A tale scopo serve poco o nulla proporre un abbassamento generalizzato delle tasse. L’effetto su chi è precipitato in una condizione di povertà è nullo, perché in ogni caso non le avrebbe pagate. Sicuramente, prima o poi, sarà necessario mettere mano a una radicale revisione dell’imposizione fiscale; nondimeno, al momento la priorità è un’altra.

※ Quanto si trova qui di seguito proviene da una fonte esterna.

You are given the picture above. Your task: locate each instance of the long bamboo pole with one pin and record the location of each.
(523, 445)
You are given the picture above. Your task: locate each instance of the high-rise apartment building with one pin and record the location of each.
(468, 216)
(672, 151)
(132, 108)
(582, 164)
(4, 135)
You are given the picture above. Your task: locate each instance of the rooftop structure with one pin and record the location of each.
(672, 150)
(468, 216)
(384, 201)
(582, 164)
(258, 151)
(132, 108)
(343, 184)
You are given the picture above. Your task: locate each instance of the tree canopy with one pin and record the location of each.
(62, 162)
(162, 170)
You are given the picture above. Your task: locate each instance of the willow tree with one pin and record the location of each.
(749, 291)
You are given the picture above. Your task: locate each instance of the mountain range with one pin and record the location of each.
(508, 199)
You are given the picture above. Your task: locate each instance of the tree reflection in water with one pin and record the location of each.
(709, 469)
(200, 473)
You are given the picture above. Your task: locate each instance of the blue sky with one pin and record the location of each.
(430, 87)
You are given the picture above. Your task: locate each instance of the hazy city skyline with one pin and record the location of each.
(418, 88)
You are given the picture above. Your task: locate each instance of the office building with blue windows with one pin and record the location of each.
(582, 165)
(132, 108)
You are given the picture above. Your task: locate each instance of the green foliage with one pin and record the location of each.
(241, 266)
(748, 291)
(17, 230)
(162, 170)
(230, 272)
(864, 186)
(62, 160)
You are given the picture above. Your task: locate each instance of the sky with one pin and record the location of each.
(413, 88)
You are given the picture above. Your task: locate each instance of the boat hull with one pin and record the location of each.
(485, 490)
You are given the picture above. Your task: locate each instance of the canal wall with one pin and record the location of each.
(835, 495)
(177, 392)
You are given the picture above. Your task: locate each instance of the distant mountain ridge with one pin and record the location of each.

Una chiosa, infine, su un concetto espresso più o meno in questi termini dal Presidente del Consiglio: “Il governo dovrà proteggere i lavoratori, tutti i lavoratori, ma sarebbe un errore proteggere indifferentemente tutte le attività economiche”. Lo scenario economico internazionale – e quello italiano – post-pandemia si delinea con caratteri molto differenti rispetto al quadro attuale. Il refrain “nulla sarà più come prima” non rappresenta unicamente uno slogan: fotografa la realtà prossima ventura.

Si dovranno fare scelte, in buona parte indotte dal Next Generation EU, ma non solo, necessarie a mantenere il nostro Paese in linea di galleggiamento. Necessarie, insomma, a garantirgli di partecipare con successo alla competizione sui Mercati mondiali. È bene che si parli il linguaggio della realtà, perché continuare a proporre illusioni o ricette raccatta-consenso come nel passato recente e non, derubricando la pandemia come uno spiacevole episodio, potrebbe portare qualche voto in più nell’immediato, ma dopo poco tempo condurre al baratro economico, finanziario e sociale. Argentina docet.